- Native to: United States
- Region: Southern Louisiana
- Ethnicity: Cajuns
- Language family: Indo-European GermanicWest GermanicNorth Sea GermanicAnglo–FrisianAnglicEnglishNorth American EnglishAmerican EnglishCajun English; ; ; ; ; ; ; ; ;
- Early forms: Old English Middle English Early Modern English ; ;
- Writing system: Latin (English alphabet)

Language codes
- ISO 639-3: –
- Glottolog: None
- Acadiana, the traditional Cajun homeland and the stronghold of both the Louisiana French and Cajun English dialects.

= Cajun English =

Dialect of English

Cajun English, or Cajun Vernacular English, is a dialect of American English derived from Cajuns living in Southern Louisiana. Cajun English is significantly influenced by Louisiana French, the historical language of the Cajun people, themselves descended from the French-speaking Acadian people. Still, Cajun English is not merely a transitional dialect between French and English; it is a full dialect of English, and most of its speakers today are monolingual anglophones.

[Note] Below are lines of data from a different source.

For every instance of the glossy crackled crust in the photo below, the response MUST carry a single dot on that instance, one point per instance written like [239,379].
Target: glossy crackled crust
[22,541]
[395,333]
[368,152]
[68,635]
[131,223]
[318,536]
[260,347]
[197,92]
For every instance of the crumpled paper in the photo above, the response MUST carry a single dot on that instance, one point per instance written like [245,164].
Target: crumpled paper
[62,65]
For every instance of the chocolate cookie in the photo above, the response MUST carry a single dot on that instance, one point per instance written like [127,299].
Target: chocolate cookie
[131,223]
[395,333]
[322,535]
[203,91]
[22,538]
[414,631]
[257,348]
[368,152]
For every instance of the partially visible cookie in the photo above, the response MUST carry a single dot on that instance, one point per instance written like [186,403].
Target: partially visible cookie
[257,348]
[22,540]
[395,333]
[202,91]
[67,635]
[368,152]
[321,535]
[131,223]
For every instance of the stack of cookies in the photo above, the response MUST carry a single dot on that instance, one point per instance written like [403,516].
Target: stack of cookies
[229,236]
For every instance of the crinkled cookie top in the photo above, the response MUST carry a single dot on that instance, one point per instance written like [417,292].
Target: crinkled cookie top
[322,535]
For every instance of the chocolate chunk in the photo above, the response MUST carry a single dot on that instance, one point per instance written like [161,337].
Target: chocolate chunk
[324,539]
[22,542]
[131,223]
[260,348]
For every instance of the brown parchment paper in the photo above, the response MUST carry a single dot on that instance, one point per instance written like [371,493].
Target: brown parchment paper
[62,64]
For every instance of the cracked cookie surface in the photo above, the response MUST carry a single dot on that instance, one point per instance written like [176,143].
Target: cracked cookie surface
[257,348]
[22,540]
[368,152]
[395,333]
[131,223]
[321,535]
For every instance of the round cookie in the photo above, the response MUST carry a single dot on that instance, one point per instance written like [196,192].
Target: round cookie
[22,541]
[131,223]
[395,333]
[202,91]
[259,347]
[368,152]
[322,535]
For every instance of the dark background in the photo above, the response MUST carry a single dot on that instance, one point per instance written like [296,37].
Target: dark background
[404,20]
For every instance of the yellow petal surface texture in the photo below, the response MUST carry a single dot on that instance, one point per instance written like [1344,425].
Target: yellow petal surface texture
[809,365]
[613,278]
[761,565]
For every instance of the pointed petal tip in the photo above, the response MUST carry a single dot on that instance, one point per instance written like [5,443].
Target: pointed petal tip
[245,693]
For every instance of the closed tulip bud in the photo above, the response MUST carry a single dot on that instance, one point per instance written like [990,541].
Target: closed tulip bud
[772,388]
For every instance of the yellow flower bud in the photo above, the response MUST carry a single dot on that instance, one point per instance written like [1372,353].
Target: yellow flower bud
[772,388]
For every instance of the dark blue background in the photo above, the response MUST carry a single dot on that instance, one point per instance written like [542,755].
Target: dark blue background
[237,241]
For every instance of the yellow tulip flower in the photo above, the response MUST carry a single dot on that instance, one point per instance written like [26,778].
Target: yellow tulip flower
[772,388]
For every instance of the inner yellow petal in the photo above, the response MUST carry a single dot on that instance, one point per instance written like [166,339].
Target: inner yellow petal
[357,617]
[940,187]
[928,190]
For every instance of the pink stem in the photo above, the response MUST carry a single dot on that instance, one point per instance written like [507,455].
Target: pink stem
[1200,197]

Cajun English is considerably distinct from General American English, with several features of French origin remaining strong, including intonation, vocabulary, and certain accent features. The Cajun accent is frequently described as flat within Cajun Country.

== History ==
Cajun English is spoken throughout Acadiana. Its speakers are often descendants of Acadians from Nova Scotia, Canada, who in 1755, migrated to French-owned Louisiana after the British took control of Nova Scotia and expelled them from their land. In 1803 however, the United States purchased the territory of Louisiana and, in 1812, when Louisiana drafted their first state Constitution in order to be granted statehood, the English language received official sanction as the language of promulgation and preservation of laws. Despite this change, many Cajuns at the time who lived in small towns and were poorly educated, continued to use French exclusively. This isolated them, subjecting them to ridicule and treatment as second-class citizens. In the 1930s, English was the only language taught in schools and students who spoke French were punished and humiliated in front of their class. The Cajuns still continued to use Cajun French at home and in their communities, but this led to a stigma being associated with the language, and, as a result, parents stopped teaching it to their children. The combination of being native French speakers, and the English that the Cajun children were learning during their inconsistent public education, led to the advent of Cajun English.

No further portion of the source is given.